Matthew 25:31-46 details the judgment of the nations. In the interests of brevity I quote only part of it, although in its entirety it is one of the most vital passages in all Scripture. You may wish to read the remainder of the account to see what God’s decision is for those who fail to consider the distress of people oppressed by calculated, entrenched systems of domination.

Some questions. Does this passage indicate that it is nations rather than individuals that face God’s judgment? Can nations do the same things as individuals in alleviating suffering and speaking out in favor of the oppressed? Does God reward and punish nations as well as individuals? Why were the "good" people in this account so unaware of their acts of charity and advocacy?

Individualizing and spiritualizing Scripture leads one to believe there are only individual sins. The concept of national sin is therefore irrelevant because nations are composed solely of individuals. But God seems to believe in national sin, defined as what happens when the very character of nations changes as they ignore God’s clear commands concerning justice, righteousness, mercy, and truth.

I think it obvious that nations can commit the same sins as individuals. They can also practice the same forms of justice, but with one great exception. Individuals can influence others by personal contact or exhortations toward justice. Nations have the advantage of being able to create laws and issue money, thereby allowing them to reach far beyond individuals in either obeying or ignoring God’s will.

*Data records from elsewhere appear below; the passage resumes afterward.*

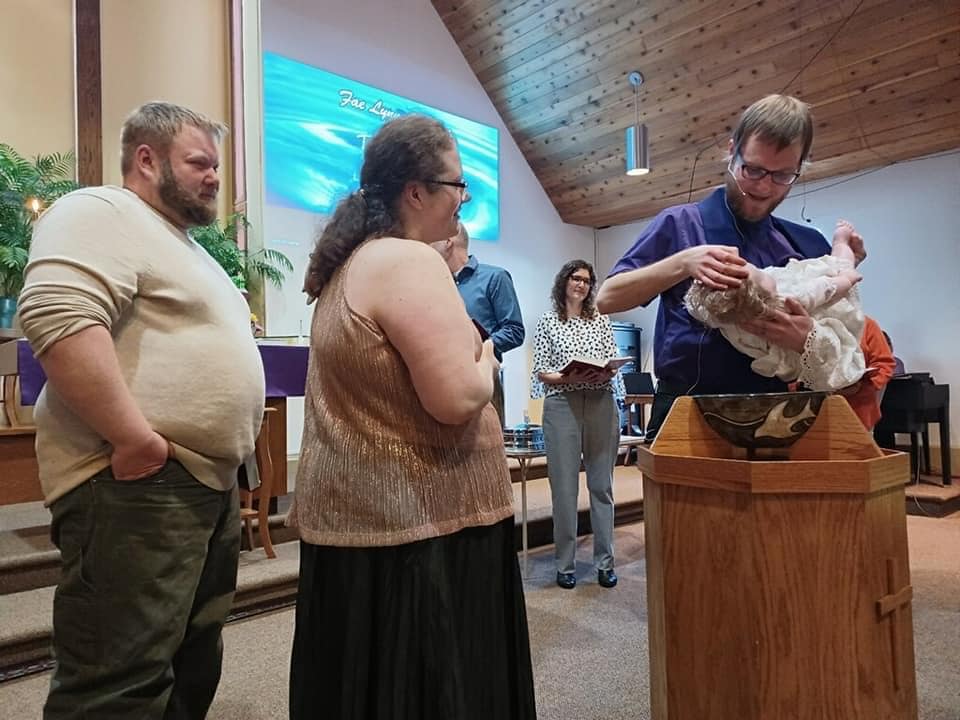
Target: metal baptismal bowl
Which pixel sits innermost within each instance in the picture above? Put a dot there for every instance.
(761, 420)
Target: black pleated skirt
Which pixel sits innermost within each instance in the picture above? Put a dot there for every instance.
(432, 630)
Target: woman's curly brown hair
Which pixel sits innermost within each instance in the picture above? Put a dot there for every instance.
(406, 149)
(559, 292)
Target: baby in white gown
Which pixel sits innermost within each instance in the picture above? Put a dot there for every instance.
(825, 286)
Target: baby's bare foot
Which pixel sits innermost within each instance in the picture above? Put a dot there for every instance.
(843, 232)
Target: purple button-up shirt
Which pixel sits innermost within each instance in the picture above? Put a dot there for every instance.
(688, 356)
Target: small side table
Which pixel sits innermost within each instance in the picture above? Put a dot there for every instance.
(524, 456)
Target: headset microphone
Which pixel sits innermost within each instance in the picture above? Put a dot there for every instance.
(729, 170)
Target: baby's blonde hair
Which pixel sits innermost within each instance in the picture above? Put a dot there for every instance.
(729, 307)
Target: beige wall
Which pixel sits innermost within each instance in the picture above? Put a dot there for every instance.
(36, 75)
(176, 50)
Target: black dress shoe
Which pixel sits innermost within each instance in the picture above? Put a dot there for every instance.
(606, 578)
(567, 581)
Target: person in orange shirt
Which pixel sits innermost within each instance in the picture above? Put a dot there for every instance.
(864, 396)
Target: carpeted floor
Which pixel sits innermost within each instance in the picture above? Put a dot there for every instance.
(589, 644)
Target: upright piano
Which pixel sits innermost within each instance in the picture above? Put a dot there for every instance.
(909, 404)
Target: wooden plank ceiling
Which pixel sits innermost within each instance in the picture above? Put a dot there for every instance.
(882, 77)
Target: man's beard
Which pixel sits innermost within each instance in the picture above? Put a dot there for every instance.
(192, 211)
(736, 201)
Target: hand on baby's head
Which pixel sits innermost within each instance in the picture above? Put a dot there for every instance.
(729, 307)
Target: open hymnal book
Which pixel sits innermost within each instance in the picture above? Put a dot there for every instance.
(584, 363)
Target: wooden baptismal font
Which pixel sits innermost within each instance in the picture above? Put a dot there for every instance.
(780, 588)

God also rewards and punishes nations as well as individuals. Consider the throes of Israel during their time of the national formation, first under the judges and later as a kingdom. The prophets made it clear that national obedience merited God’s favor, while disobedience loosed a horde of national disasters from weather to war, from famine to disease, and from freedom to slavery. So it appears that God does punish nations as well as individuals.

Why were the "good" people who merited entry into Christ’s kingdom so unaware of what they had obediently done? And why were the people cast into outer darkness outside the kingdom also unaware of their evil behavior? In the first instance, perhaps it’s because doing good had become so internalized that they never realized the scope of their charitable actions. Doing justice in response to God’s freely given grace had become an integral part of their lives and experiences. Therefore they did good as part of their nature.

In the case of those cast away for their ignorant, callused, cruel behavior; we might assume that they were so arrogant and distant from true faith that they never understood the extent of their sin. It’s as Jeremiah said: "Can the Ethiopian change his skin, or the leopard his spots? then may ye also do good, that are accustomed to do evil (Jer. 13:23 KJV). They were so far from God’s way that it would virtually be impossible for them in their present state to do God’s revealed will.

It’s a serious matter, folks! It’s important to do justice and righteousness, not because of our fear of impending judgment, but because of our loving response to God’s grace.